Lawyers are always on the lookout for a mistake made by the court that will make it possible to appeal a verdict if that verdict is against one’s client. It’s part of the overall responsibility of the lawyer to look after the best interest of his client, after all. Nevertheless, it is sometimes difficult or even impossible to find a legitimate mistake. That doesn’t stop some lawyers from running a few perceived errors up the flag pole of the Appellate Court to see how they fly.
The Car Accident Story
In the car accident case of Hutcheson v. Daniels, 198 Ga. App. 790 (1991), the plaintiff and the defendant were both travelling the same direction down a two-lane road. Plaintiff was forced to stop her vehicle as a third driver, immediately in front of her, stopped in order to turn across the opposite lane of traffic. The defendant driver came over a hill and saw plaintiff’s stopped car, but could not stop in time to avoid a collision with the plaintiff’s vehicle.
What Happened in Court
When the plaintiff sued, the jury found in favor of the injured man.
The defendant appealed, claiming that the Trial Judge made four separate errors at trial! The defense challenged the trial judge’s handling of the defendant’s objections at trial, as well as admissions of evidence. The appellate court found that each of the “errors” were fully within the judge’s discretion and were not errors at all.
Incredibly, lawyers for the defense had asked the trial judge to instruct the jury in the ways in which the word “accident” is used and what it meant. Of course, the language the defense asked the judge to use was not totally in keeping with the language of the law. The Defense’s definition of “accident” would have left the plaintiff unable to recover. Because the defense’s definition was misleading, the judge did not include Defense’s language in his instructions to the jury. Had he done so, he would have made an error.
An Appeal Strategy That Doesn’t Work With Injury Lawsuits
In this case, lawyers for the defense were appealing on “errors” that were clearly invented or so minor as not worthy of overturning the jury’s verdict.
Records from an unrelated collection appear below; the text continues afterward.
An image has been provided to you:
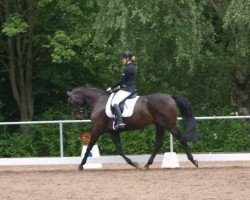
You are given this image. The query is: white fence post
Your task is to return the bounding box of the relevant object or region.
[59,122,64,157]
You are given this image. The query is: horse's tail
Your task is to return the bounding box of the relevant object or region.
[172,96,197,142]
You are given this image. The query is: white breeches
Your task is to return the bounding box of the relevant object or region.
[111,90,131,106]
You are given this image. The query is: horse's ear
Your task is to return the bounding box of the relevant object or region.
[67,91,71,97]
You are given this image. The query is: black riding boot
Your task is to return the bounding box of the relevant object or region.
[113,104,125,130]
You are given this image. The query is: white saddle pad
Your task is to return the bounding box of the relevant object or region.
[105,93,140,118]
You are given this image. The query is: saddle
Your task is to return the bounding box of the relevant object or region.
[105,90,140,118]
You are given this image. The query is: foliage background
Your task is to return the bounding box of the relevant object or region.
[0,0,250,157]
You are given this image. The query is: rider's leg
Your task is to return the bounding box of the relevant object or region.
[111,90,131,130]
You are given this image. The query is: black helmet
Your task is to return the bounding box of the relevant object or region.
[122,51,134,58]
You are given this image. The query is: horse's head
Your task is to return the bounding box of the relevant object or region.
[67,91,85,120]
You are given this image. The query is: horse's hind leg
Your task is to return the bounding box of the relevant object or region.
[173,131,198,168]
[111,133,139,169]
[143,126,165,170]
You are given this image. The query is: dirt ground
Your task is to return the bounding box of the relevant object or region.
[0,162,250,200]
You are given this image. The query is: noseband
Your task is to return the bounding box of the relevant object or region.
[68,96,84,113]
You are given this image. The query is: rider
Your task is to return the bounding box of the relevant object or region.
[107,51,136,130]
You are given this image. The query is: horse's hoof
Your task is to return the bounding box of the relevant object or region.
[78,165,83,171]
[142,166,149,171]
[134,162,140,169]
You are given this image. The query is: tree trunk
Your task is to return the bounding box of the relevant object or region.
[4,0,34,121]
[235,68,250,115]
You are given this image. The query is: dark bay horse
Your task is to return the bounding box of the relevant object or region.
[67,87,198,170]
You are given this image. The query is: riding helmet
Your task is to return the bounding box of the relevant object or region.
[122,51,134,58]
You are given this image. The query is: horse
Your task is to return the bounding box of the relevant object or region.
[67,87,198,170]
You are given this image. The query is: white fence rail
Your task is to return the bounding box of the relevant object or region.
[0,116,250,162]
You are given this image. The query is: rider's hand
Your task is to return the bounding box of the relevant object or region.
[106,87,112,92]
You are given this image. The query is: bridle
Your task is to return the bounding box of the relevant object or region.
[68,96,85,114]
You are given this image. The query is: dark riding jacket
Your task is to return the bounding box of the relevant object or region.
[111,63,136,92]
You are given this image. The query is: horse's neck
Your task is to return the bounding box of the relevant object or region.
[83,92,105,110]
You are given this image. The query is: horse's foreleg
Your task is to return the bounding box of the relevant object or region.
[78,132,100,170]
[143,126,165,170]
[111,133,139,169]
[173,131,198,168]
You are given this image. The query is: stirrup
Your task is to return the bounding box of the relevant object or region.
[113,122,126,131]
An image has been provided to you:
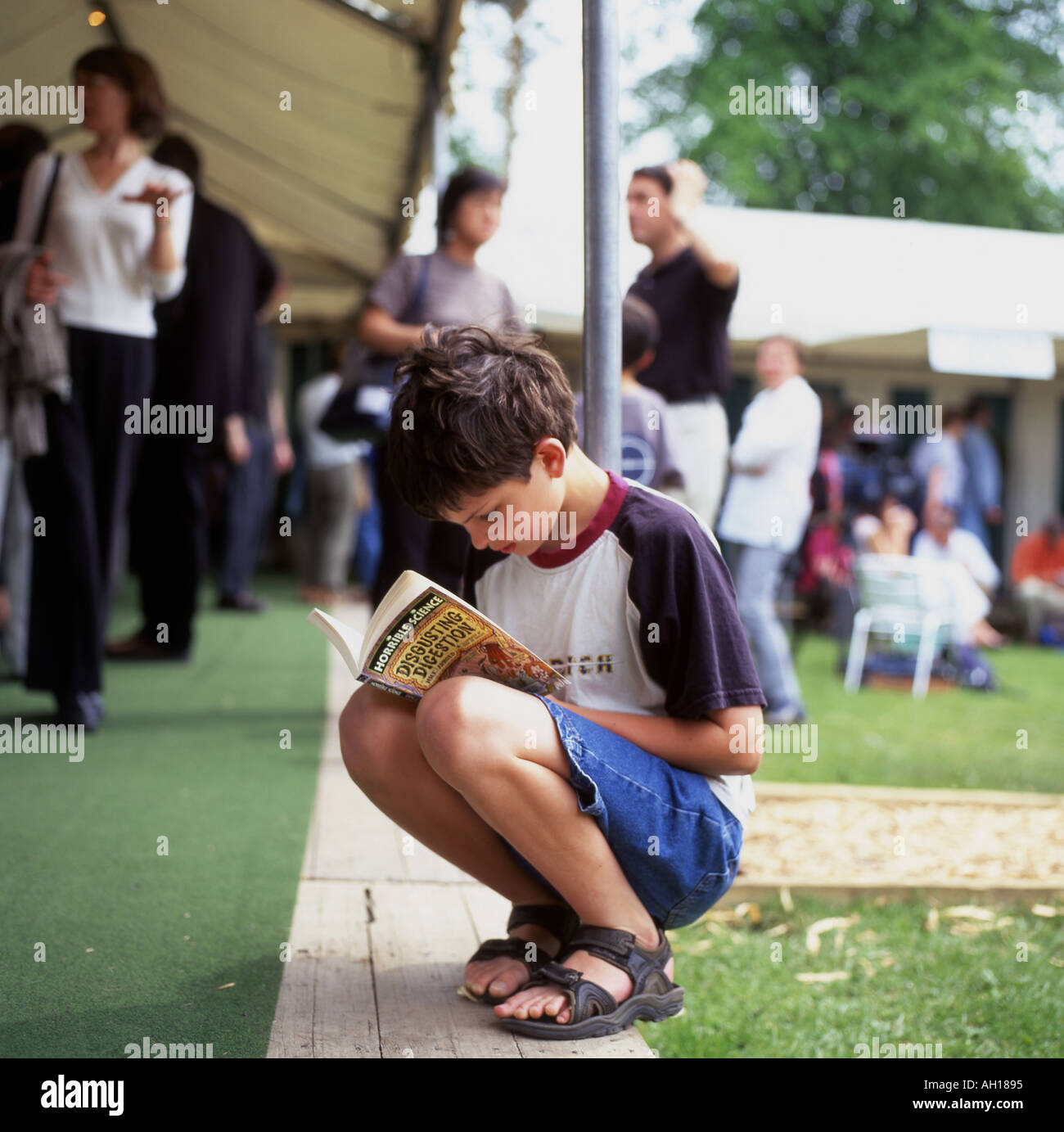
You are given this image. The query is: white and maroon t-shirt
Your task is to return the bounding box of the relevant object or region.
[463,472,765,825]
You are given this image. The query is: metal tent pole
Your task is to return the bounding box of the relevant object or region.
[583,0,620,473]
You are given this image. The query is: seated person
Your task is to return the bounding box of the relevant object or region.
[1008,515,1064,639]
[850,494,916,555]
[913,505,1005,648]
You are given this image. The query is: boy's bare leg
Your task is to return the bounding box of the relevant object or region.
[340,685,572,999]
[416,676,672,1023]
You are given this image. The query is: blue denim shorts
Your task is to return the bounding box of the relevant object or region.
[503,697,742,928]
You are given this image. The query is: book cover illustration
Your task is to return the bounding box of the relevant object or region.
[364,589,570,698]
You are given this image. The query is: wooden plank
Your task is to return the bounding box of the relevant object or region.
[754,777,1064,814]
[266,881,381,1058]
[369,881,521,1058]
[715,876,1064,908]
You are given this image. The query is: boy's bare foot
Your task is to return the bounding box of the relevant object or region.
[493,928,674,1026]
[465,924,561,999]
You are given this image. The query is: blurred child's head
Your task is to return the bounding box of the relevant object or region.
[387,326,576,553]
[620,295,661,373]
[927,503,957,547]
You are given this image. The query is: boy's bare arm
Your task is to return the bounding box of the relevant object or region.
[547,697,762,774]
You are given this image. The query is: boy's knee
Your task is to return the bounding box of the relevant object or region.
[339,685,388,781]
[416,676,498,754]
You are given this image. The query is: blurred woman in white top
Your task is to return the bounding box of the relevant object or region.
[15,47,192,729]
[716,337,821,724]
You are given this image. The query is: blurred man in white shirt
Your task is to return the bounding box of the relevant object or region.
[716,337,821,724]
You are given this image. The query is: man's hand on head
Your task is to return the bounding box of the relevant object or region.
[665,157,710,223]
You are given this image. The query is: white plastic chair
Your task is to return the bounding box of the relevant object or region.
[843,555,951,700]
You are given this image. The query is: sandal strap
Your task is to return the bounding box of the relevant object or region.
[506,904,579,948]
[557,924,672,995]
[522,924,674,1029]
[521,960,619,1026]
[467,935,540,972]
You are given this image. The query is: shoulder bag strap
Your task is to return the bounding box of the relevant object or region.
[33,153,62,243]
[402,252,432,322]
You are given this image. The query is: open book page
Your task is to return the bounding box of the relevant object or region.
[307,609,364,680]
[308,571,570,700]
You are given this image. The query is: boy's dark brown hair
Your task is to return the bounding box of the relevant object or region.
[73,47,166,138]
[387,326,576,518]
[620,295,661,369]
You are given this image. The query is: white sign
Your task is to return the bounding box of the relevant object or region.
[927,327,1056,381]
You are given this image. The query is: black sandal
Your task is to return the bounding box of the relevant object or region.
[459,904,579,1006]
[499,924,683,1040]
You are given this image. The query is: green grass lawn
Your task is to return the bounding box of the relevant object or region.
[0,579,1064,1058]
[0,580,326,1058]
[638,896,1064,1058]
[755,638,1064,793]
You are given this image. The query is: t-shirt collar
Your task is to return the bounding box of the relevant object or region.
[529,469,629,570]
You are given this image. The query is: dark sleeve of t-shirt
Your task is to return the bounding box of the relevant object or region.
[701,272,739,316]
[629,520,765,719]
[248,232,277,311]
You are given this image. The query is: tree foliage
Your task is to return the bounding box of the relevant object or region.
[624,0,1064,231]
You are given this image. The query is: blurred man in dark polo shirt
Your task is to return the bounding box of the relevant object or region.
[106,133,278,660]
[629,160,739,529]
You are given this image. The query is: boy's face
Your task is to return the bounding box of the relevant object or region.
[443,440,565,556]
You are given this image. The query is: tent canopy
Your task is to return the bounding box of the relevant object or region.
[512,206,1064,373]
[0,0,461,324]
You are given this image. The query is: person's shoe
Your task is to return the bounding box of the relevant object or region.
[219,593,266,614]
[56,692,103,731]
[458,904,579,1006]
[499,924,683,1041]
[105,629,190,661]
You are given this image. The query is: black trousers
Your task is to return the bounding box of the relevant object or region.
[24,327,155,698]
[129,435,210,651]
[372,443,472,608]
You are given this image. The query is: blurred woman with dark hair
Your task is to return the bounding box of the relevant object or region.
[15,47,192,729]
[357,166,518,606]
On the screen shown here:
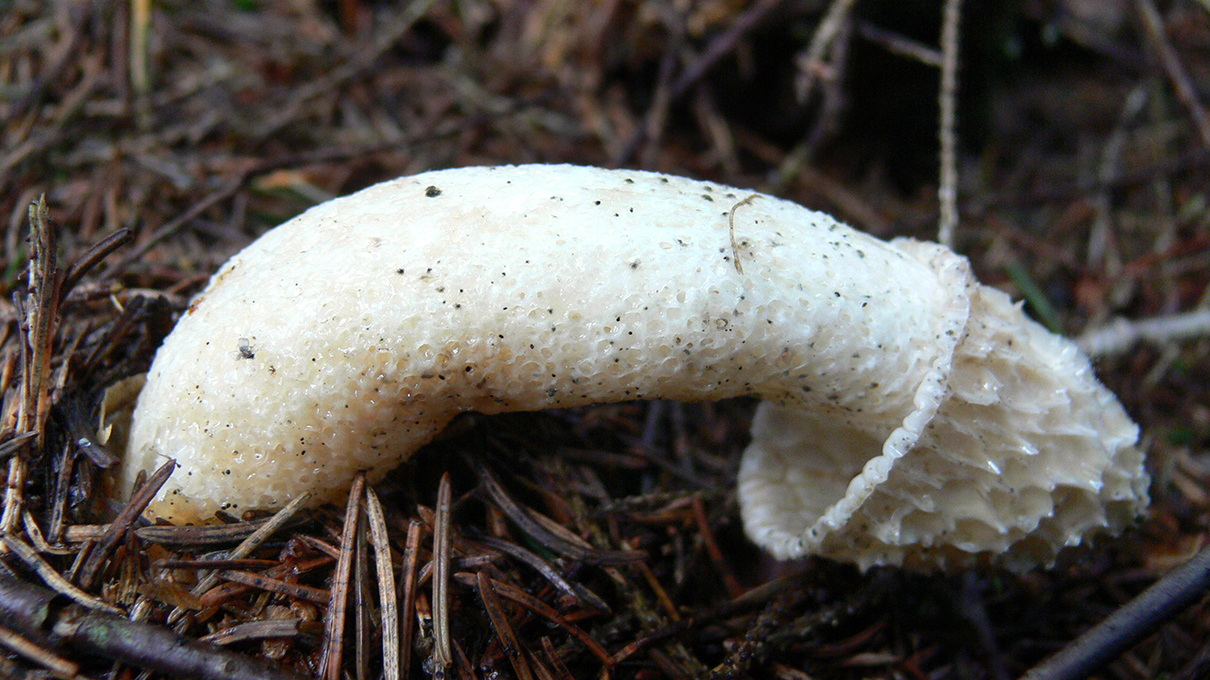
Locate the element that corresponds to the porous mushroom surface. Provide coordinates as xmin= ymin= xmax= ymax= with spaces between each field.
xmin=120 ymin=166 xmax=1147 ymax=567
All too often, defendants appeal, hoping that if they throw enough errors at the Appellate court, some of them will “stick.”
Most regular folks don’t have the money to appeal a verdict unless there is certainty that the trial Judge made a serious mistake. Insurance companies, on the other hand, are so well funded that even “flock shooting” such as we see in this appeal is preferable to paying out a large settlement. Does the insurance company enjoy a small “gotcha” in this process since as the plaintiff’s settlement is eroded significantly by the cost of the appellate process? Surely not!
Defending your rights following an accident can be expensive and time-consuming. On the other hand, if you don’t defend your rights in court, you might stand to spend the rest of your life in pain without adequate compensation. The answer is to find the best personal injury specialist you can – one that wins his cases – and believe that the law, as in this case, will take the correct action.